Gibt es eine besondere Verbindung zur Goethe-Universität oder ein Schlüsselerlebnis, das Ihre internationale Karriere begründete?

An der Goethe-Universität arbeitete ich an meiner Diplomarbeit über internationalen Handel. Ich war fasziniert von der Rolle und Geschichte des Internationalen Währungsfonds und interessierte mich immer mehr für das internationale Währungssystem. Damals befasste ich mich zum ersten Mal eingehend mit den Risiken globaler Finanzströme – und somit den Risiken für die globale Finanzstabilität.

Weitere Stationen Ihrer akademischen Ausbildung sind Paris, London und Massachusetts. Zuletzt arbeiteten Sie für die Federal Reserve Bank of New York. Was war der Antrieb für eine internationale Karriere?

Ich hatte immer schon eine internationale Perspektive und internationales Bewusstsein. Meine Zwanziger waren bestimmt von Reisen um die Welt, um andere Kulturen und Lebensweisen kennenzulernen.
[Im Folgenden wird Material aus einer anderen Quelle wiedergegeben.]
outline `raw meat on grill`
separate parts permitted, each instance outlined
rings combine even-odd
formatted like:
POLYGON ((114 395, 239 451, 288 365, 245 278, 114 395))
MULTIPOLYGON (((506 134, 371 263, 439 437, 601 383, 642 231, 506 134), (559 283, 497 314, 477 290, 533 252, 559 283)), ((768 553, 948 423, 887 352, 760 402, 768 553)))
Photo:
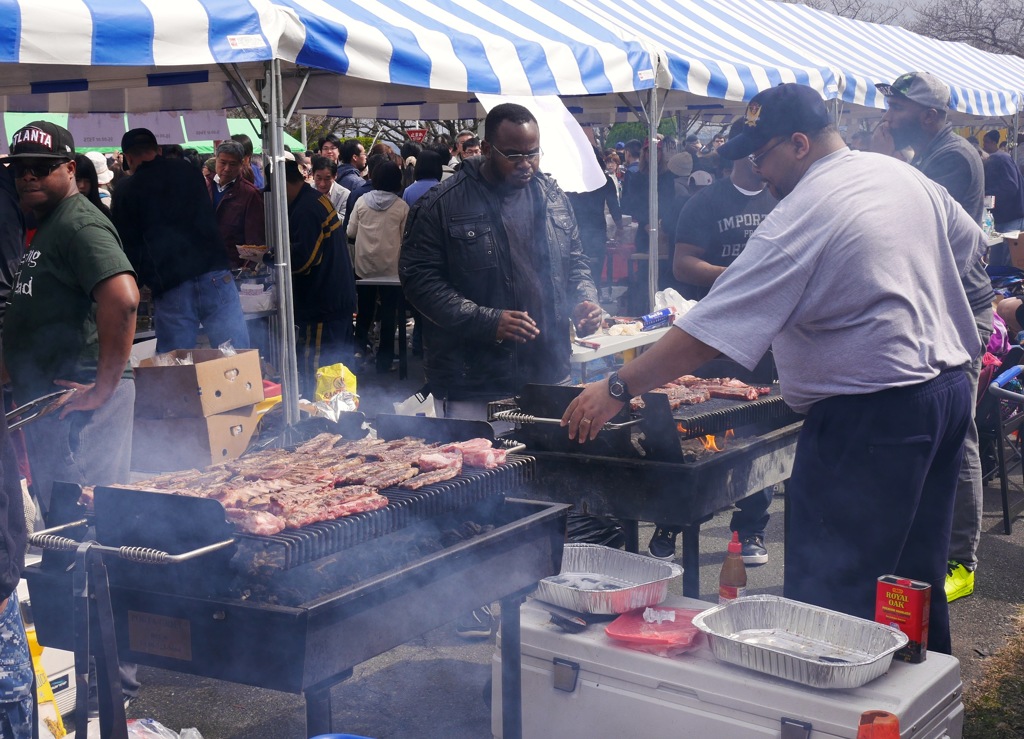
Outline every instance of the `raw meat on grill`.
POLYGON ((757 400, 761 394, 756 387, 734 387, 732 385, 708 385, 708 392, 712 398, 724 398, 726 400, 757 400))
POLYGON ((419 490, 427 485, 434 485, 445 480, 451 480, 453 477, 458 477, 462 471, 462 466, 459 467, 439 467, 431 472, 421 472, 409 480, 401 483, 398 487, 405 488, 406 490, 419 490))
POLYGON ((296 454, 318 454, 326 449, 332 448, 335 444, 341 441, 341 436, 338 434, 318 434, 309 441, 300 444, 295 448, 296 454))
POLYGON ((419 470, 412 465, 398 466, 395 465, 391 469, 384 470, 375 475, 367 477, 363 480, 364 485, 369 485, 374 488, 389 488, 392 485, 397 485, 400 482, 405 482, 410 477, 415 477, 419 474, 419 470))
POLYGON ((266 536, 382 508, 385 488, 418 490, 458 476, 463 466, 497 467, 505 456, 489 439, 441 446, 412 437, 348 441, 320 434, 295 452, 266 449, 124 487, 216 500, 239 531, 266 536))
POLYGON ((228 521, 244 534, 273 536, 284 531, 285 520, 267 511, 247 511, 242 508, 228 508, 228 521))
POLYGON ((396 462, 371 462, 369 464, 361 464, 356 467, 342 470, 335 476, 335 484, 362 485, 368 478, 387 475, 408 467, 411 467, 411 465, 396 462))
POLYGON ((445 444, 441 447, 441 451, 460 451, 462 452, 462 465, 464 467, 480 467, 488 470, 505 464, 505 456, 507 454, 504 449, 495 449, 490 439, 457 441, 452 444, 445 444))
POLYGON ((455 469, 455 474, 462 471, 462 451, 456 449, 453 452, 423 452, 414 464, 419 467, 420 473, 433 472, 434 470, 455 469))
MULTIPOLYGON (((668 395, 669 407, 675 410, 683 405, 703 403, 710 398, 725 400, 757 400, 762 395, 771 393, 770 387, 752 387, 742 380, 732 377, 696 377, 683 375, 665 385, 651 390, 652 393, 668 395)), ((644 407, 642 398, 630 401, 633 410, 644 407)))

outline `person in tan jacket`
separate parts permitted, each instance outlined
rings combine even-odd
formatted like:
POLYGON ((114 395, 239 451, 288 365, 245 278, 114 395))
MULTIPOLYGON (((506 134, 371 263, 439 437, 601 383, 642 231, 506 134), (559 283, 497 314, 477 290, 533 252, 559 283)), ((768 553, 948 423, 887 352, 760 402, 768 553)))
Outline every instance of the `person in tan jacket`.
MULTIPOLYGON (((373 190, 359 198, 348 223, 348 237, 355 243, 353 260, 357 279, 398 278, 398 254, 409 206, 401 198, 402 171, 393 162, 382 162, 373 171, 373 190)), ((395 358, 395 327, 398 291, 395 287, 360 286, 357 289, 356 346, 369 351, 369 331, 380 298, 380 345, 377 371, 388 372, 395 358)))

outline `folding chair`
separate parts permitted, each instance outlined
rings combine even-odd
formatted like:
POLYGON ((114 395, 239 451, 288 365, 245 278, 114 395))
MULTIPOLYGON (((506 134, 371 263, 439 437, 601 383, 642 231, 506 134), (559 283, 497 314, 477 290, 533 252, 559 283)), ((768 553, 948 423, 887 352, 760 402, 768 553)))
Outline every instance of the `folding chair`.
POLYGON ((1024 464, 1021 456, 1021 432, 1024 426, 1024 394, 1007 390, 1012 380, 1022 372, 1024 366, 1018 364, 1024 349, 1014 347, 1003 361, 998 377, 987 387, 985 395, 978 402, 977 422, 980 441, 995 445, 996 467, 983 477, 987 481, 999 475, 999 492, 1003 504, 1003 533, 1013 532, 1013 519, 1024 511, 1024 499, 1010 505, 1009 485, 1007 476, 1015 468, 1021 468, 1021 479, 1024 481, 1024 464), (1017 351, 1020 350, 1020 351, 1017 351), (1016 432, 1016 437, 1014 436, 1016 432), (1012 454, 1007 464, 1007 447, 1012 454))

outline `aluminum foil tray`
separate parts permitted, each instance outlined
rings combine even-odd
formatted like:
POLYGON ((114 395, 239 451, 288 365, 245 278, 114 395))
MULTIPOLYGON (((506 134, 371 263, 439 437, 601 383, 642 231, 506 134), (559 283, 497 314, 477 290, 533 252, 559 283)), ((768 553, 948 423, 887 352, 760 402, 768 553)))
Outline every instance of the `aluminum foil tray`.
POLYGON ((578 613, 626 613, 661 603, 683 568, 599 544, 566 544, 562 569, 537 584, 534 597, 578 613))
POLYGON ((718 659, 812 688, 881 677, 907 636, 888 626, 775 595, 751 595, 693 619, 718 659))

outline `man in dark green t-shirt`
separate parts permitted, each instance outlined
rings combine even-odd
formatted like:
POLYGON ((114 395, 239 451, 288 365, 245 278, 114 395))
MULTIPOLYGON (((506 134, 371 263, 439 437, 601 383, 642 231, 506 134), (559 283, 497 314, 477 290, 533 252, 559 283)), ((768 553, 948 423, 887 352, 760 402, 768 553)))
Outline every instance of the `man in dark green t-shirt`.
POLYGON ((39 223, 3 328, 15 399, 23 403, 58 386, 75 389, 59 417, 26 426, 34 492, 45 511, 54 480, 128 479, 124 450, 131 450, 135 394, 128 355, 139 292, 113 224, 78 193, 71 134, 31 123, 14 134, 11 152, 6 161, 22 207, 39 223), (116 418, 109 417, 113 410, 116 418), (102 420, 111 423, 101 430, 102 420), (50 432, 62 439, 50 439, 50 432), (62 443, 51 448, 55 441, 62 443))
MULTIPOLYGON (((56 481, 128 482, 135 407, 128 356, 139 290, 113 224, 78 192, 71 134, 36 121, 14 134, 10 148, 4 163, 39 224, 3 324, 14 397, 24 403, 75 390, 59 413, 25 426, 32 490, 45 515, 56 481)), ((136 670, 120 665, 126 702, 138 693, 136 670)))

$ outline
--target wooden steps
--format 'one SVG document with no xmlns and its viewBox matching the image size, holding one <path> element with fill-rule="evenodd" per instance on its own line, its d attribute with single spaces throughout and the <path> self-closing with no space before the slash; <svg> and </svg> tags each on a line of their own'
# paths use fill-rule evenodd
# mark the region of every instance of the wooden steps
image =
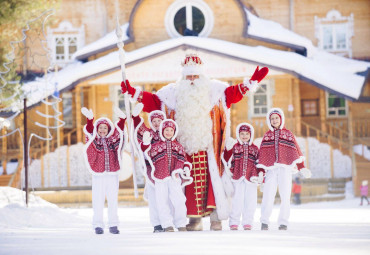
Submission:
<svg viewBox="0 0 370 255">
<path fill-rule="evenodd" d="M 0 186 L 8 186 L 12 176 L 12 174 L 0 175 Z"/>
<path fill-rule="evenodd" d="M 120 189 L 118 192 L 118 201 L 126 202 L 131 205 L 146 205 L 143 198 L 144 189 L 140 188 L 139 197 L 135 198 L 133 189 Z M 91 205 L 91 189 L 89 190 L 59 190 L 59 191 L 35 191 L 34 195 L 58 205 L 81 204 Z"/>
</svg>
In den Wirtschaftswissenschaften habe ich mich stets für Fragen der internationalen Politik interessiert – mit einer eher global als landesspezifisch ausgerichteten Perspektive. Nach meinen Studienjahren war die New York Fed eine besonders interessante Erfahrung, mit einer starken Verbindung in alle Welt.
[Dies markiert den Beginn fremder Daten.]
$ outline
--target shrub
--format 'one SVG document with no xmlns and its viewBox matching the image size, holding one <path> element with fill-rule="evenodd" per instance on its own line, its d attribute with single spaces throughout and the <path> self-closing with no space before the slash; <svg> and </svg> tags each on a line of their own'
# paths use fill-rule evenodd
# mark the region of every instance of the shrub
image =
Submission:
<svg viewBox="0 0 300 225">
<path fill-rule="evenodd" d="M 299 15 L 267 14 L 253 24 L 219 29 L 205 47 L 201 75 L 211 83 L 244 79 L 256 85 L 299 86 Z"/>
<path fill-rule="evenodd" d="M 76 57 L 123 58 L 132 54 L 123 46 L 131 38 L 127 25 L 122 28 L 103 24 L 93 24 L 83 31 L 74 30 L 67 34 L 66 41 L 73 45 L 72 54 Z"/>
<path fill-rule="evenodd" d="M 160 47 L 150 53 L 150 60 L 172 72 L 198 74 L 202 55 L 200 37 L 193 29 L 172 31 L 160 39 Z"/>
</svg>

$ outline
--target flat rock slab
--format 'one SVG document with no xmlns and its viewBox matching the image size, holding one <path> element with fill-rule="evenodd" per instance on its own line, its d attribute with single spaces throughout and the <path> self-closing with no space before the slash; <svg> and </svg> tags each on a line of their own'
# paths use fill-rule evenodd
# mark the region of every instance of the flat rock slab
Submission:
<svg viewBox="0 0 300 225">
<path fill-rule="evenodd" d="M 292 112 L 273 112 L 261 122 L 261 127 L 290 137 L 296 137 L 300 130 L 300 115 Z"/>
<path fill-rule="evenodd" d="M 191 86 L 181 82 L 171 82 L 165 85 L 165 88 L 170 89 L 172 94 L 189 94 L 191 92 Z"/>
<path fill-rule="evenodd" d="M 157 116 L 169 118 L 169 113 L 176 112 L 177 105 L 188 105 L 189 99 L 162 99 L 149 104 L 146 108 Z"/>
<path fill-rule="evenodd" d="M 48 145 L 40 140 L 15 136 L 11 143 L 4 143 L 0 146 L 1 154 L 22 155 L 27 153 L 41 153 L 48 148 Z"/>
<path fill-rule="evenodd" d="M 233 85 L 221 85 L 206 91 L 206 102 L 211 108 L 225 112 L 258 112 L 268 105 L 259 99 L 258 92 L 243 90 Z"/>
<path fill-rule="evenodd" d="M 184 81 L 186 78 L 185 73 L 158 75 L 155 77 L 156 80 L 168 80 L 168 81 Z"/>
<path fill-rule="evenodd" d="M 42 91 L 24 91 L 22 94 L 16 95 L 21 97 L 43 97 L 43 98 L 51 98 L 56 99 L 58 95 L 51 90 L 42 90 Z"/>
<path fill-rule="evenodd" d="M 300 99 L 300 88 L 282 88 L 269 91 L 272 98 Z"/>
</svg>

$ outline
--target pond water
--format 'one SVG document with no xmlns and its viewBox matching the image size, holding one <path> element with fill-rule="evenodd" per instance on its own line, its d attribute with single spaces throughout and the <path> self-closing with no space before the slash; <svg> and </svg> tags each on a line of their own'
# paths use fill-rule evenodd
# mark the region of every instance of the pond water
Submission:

Mathematikern und Wirtschaftswissenschaftlern wird eine starke musikalische, künstlerische Ader nachgesagt. Trifft das auch auf Sie zu?

Ich spiele Saxofon, hauptsächlich klassische Musik aus dem Barock und der Romantik, aber ich höre auch moderne und elektronische Musik.

Was ist Ihr Lieblingsort in New York?

Die New York Public Library. Das ist ein majestätisches Architekturdenkmal. Und es gibt einen nostalgischen Grund dafür: Dort haben wir unsere Hochzeit gefeiert.

Ihr Lieblingsplatz in Frankfurt und/oder Bad Homburg?

Die Orte, an die ich am liebsten zurückdenke, sind in Kronberg, wo ich geboren wurde.

Was machen Sie als Ausgleich zu Ihrer anspruchsvollen Tätigkeit?

Ich versuche, Beruf und Privatleben in einem ausgewogenen Verhältnis zu halten und körperlich fit zu bleiben. Sport aller Art ist mir wichtig, und Lesen. Und ich spiele gern mit unserer zwei Jahre alten Tochter! Wenn ich nicht für den IWF auf Reisen bin, verbringe ich viel Zeit mit meiner Familie. Am Wochenende sind wir oft beim Wandern oder auf Ausflügen. Meine Frau und ich gehen gern Skilaufen oder Snowboarden, und unsere Tochter hat bereits angekündigt, dass sie auch bald auf die Bretter steigen will.

Würden Sie sich als heimatverbunden beschreiben? Wo sind Sie zu Hause?

Ich fühle mich verbunden mit meinen Freunden und meiner Familie. Ich fühle mich dort zu Hause, wo meine Freunde und meine Familie sind.